Studie
So ist Ganztag schwierig umzusetzen
Das Forschungsinstitut für Bildungs- und Sozialökonomie (FiBS) befragt Schulleitungen regelmäßig, wie sie ihren Arbeitsalltag erleben. E&W sprach mit Studienleiterin Sarah Fichtner über Erkenntnisse für die Umsetzung der Ganztagsschule.
- E&W: Allgemein gefragt: Wie viel Lust haben Schulleitungen auf Ganztag?
Sarah Fichtner: Das ist eine gute Frage. Was wir konkret wissen: 40 Prozent sprechen sich für eine flächendeckende Umsetzung des gebundenen Ganztags aus, also für die anspruchsvollste Form der Verzahnung von Bildung, Betreuung und Freizeitangeboten. Nach offenem Ganztag haben wir nicht gefragt. Die Vorstellungen darüber, was das ist, gehen doch sehr weit auseinander.
- E&W: Das bedeutet aber auch: Über die Hälfte der Schulleitungen wünscht sich keine flächendeckende Umsetzung des gebundenen Ganztags.
Fichtner: Sehr knapp: 51 Prozent lehnen diese ab; 9 Prozent haben sich nicht geäußert. Ich interpretiere das nicht so, dass 51 Prozent das Modell „Ganztag“ per se ablehnen. Bisher arbeitet weniger als jede fünfte Schulleitung an einer gebundenen Ganztagsschule, die Mehrheit kennt diese also nicht in der Praxis. Viele denken womöglich: Wer weiß, ob das für alle oder für meine Schülerinnen und Schüler passt – und ob die Rahmenbedingungen passend sein werden.
- E&W: Wie sind die Rahmenbedingungen zurzeit?

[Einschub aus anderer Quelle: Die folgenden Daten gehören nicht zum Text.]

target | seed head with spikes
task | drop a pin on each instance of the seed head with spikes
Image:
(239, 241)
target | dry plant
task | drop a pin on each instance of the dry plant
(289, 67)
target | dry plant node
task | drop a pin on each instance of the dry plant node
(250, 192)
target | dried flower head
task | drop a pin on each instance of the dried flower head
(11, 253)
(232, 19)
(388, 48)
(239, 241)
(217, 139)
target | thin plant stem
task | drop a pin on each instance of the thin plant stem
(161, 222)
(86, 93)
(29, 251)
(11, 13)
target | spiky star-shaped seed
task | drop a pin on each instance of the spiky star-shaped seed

Fichtner: Nicht ausreichend. Wir haben die Leitungspersonen gefragt, wie sie sich Schule wünschen und wie sie diese erleben. Die Diskrepanz ist enorm. Drei Beispiele: 89 Prozent sagen, an einer der Zukunft zugewandten Schule arbeiten multiprofessionelle Teams – aber nur ein Drittel hat diese. Vernetzung im Sozialraum halten 91 Prozent für wichtig, aber nur 42 Prozent erleben diese. Bei der Frage nach geeigneten Bauten und Räumen – wir haben das „adaptive Raumstrukturen“ genannt – liegt das Verhältnis sogar bei 88 zu 7 Prozent. Eine Leiterin sagte uns, sie könne doch ihren Schülerinnen und Schülern nicht zumuten, den ganzen Tag in einer Klasse auf einem Stuhl sitzenzubleiben. Unter den Bedingungen ist ein gutes Ganztagskonzept nur schwierig umzusetzen.
- E&W: Wie sieht es mit den Arbeitsbedingungen der Schulleitungen aus?

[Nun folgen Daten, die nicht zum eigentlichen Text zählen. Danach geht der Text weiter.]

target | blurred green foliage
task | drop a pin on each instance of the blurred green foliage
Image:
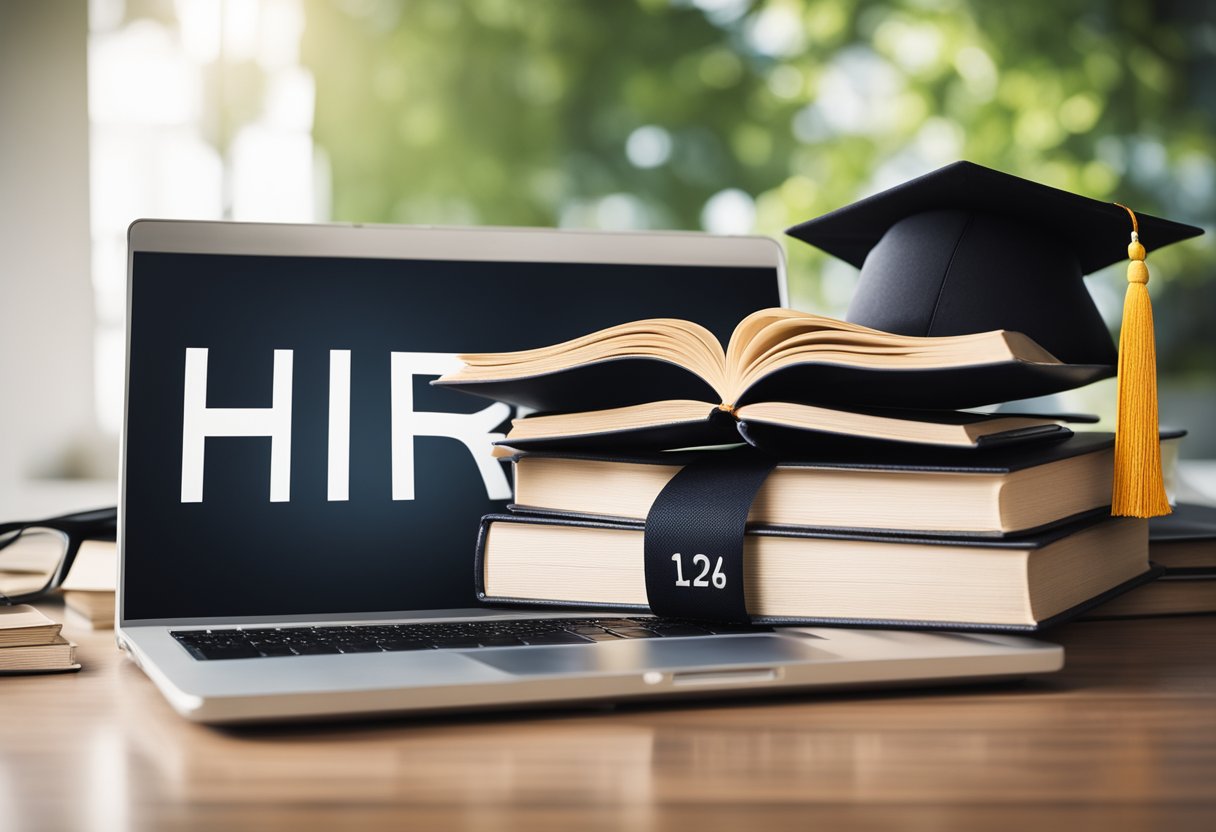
(640, 113)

Fichtner: Ebenfalls nicht ausreichend: Guter Ganztag braucht ein rhythmisiertes Angebot mit Lern-, Erholungs- und Essenszeiten – ein ganzheitliches Bildungskonzept mit guter Steuerung. All das muss entwickelt werden. Zugleich macht die überwiegende Mehrheit deutlich: Es fehlt an Leitungszeit. Ein weiteres Manko: Die meisten sprechen sich für Leitungsteams aus, die immer noch die Ausnahme sind. Ein Mitglied einer Schulleitung gab uns mit auf den Weg: „Ich wäre lieber Beziehungsarbeiter als Verwaltungsroboter.“
- E&W: Haben Sie auch nach dem Qualifizierungsbedarf gefragt?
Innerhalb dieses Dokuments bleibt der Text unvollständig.